Question
Question: Trypsin enzyme in mammals is formed from the A Trypsinogen by action of enterokinase B Trypsin...
Trypsin enzyme in mammals is formed from the
A Trypsinogen by action of enterokinase
B Trypsinogen by the action of protein
C Trypsinogen by the action of fat
D None of these
Solution
Trypsin is a serine protease belonging to the PA clan that hydrolyzes proteins in the digestive tract of many vertebrates. When the pancreas' proenzyme form, trypsinogen, is activated, trypsin is generated in the small intestine.
Complete answer:
The precursor form of trypsin, a digestive enzyme, is trypsinogen. Along with amylase, lipase, and chymotrypsinogen, it is produced by the pancreas and present in pancreatic juice. Enteropeptidase, which is located in the intestinal mucosa, cleaves it to its active form, trypsin.
When trypsin is activated, it can cleave additional trypsinogen into trypsin, a process known as autoactivation. Basic amino acids such as arginine and lysine have their peptide bonds cleaved by trypsin on the carboxyl side.
The proenzyme precursor of trypsin is trypsinogen. The dormant form of trypsin is kept in the pancreas and released when protein digestion is necessary. Because active trypsin would cause significant harm to pancreatic tissue, the pancreas maintains the inactive form of trypsinogen.
The pancreas, along with other digesting enzymes, releases trypsinogen into the second section of the duodenum via the pancreatic duct.

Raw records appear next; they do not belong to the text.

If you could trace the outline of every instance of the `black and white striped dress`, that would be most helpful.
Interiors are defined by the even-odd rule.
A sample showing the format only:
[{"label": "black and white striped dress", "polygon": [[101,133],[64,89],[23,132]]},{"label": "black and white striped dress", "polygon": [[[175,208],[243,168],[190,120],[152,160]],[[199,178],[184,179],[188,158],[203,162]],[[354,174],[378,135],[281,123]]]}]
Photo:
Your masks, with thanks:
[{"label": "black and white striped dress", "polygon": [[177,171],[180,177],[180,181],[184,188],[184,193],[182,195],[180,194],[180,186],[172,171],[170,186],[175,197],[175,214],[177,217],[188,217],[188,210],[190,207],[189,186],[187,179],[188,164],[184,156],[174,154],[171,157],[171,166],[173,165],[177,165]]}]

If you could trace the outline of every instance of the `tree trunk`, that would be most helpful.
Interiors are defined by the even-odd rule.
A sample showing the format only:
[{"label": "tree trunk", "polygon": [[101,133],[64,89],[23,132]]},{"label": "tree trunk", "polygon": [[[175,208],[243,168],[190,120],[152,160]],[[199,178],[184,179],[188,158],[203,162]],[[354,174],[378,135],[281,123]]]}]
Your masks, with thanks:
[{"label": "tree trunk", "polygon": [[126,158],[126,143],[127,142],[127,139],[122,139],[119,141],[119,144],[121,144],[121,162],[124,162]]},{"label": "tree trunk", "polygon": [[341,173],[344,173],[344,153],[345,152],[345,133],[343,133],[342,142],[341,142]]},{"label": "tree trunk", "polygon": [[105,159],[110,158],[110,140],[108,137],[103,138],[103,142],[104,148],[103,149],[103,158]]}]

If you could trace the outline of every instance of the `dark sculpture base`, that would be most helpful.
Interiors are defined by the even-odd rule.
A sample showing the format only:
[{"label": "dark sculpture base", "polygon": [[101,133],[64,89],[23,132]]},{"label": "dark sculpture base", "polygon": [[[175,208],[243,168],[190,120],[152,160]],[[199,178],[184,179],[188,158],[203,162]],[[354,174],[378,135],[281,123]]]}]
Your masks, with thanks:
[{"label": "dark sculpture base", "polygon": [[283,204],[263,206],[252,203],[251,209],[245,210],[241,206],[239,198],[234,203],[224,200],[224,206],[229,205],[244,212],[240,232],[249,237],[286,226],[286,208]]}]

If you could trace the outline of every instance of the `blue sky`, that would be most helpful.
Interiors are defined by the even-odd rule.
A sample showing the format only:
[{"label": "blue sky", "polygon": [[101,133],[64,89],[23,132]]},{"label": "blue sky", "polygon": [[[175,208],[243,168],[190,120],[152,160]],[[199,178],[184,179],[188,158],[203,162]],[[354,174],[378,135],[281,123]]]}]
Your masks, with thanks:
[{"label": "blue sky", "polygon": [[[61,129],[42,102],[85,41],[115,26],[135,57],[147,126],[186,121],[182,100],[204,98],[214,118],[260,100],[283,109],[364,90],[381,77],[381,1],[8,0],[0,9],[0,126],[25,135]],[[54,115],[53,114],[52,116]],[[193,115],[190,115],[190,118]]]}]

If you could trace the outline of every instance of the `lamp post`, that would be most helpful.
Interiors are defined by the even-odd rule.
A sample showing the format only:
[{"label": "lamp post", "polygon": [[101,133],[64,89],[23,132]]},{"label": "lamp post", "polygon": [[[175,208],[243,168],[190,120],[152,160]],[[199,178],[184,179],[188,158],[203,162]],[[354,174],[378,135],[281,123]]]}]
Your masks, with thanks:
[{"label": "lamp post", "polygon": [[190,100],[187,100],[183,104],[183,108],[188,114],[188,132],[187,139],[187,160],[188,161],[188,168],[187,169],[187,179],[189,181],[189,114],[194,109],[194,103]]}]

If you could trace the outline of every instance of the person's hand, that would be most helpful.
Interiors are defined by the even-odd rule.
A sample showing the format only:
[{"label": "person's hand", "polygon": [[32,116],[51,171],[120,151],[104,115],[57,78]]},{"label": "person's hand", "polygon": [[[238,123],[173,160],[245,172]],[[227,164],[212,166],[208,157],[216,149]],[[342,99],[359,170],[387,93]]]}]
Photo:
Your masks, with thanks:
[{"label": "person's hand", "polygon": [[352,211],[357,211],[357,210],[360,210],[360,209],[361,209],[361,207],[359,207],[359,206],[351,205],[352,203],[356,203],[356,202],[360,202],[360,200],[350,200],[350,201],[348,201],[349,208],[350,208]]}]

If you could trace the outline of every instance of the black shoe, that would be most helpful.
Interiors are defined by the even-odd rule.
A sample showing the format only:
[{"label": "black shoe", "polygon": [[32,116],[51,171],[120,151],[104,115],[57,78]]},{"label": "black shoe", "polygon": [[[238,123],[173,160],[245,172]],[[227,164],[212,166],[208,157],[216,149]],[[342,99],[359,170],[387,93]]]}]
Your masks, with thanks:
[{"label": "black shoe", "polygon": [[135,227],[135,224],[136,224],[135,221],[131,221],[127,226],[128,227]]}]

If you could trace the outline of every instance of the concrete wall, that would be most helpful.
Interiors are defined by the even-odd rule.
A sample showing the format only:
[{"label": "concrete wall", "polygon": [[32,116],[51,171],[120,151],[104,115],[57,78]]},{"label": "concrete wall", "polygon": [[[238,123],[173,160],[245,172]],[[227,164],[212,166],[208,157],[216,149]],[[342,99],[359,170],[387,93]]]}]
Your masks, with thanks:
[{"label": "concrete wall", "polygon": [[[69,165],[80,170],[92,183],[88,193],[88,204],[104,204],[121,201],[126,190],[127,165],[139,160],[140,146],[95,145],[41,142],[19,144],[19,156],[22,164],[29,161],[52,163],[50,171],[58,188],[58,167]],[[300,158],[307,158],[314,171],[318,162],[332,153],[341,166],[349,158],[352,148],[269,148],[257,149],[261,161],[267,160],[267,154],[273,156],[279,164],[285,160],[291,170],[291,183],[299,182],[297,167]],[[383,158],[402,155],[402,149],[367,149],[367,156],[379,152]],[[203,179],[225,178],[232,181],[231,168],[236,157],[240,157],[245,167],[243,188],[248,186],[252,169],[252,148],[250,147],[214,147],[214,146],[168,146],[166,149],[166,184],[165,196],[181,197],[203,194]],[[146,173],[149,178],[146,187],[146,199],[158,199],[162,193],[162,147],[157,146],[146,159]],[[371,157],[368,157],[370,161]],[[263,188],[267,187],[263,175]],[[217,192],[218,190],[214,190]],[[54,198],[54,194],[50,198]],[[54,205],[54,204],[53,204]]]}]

As a result, option A is right.
Additional information:
To guarantee that trypsin is only activated where it is needed, it is created, stored, and released as the inactive trypsinogen. Premature trypsin activation can be harmful, as it can set off a chain of events that result in pancreatic self-digestion.
Note: Around 5% of trypsinogen are thought to be triggered in the normal pancreas thus there are a lot of defences in place to prevent this.In the pancreas, trypsinogen is kept in zymogen granules, intracellular vesicles with membrane walls that are hypothesised to be resistant to enzymatic destruction.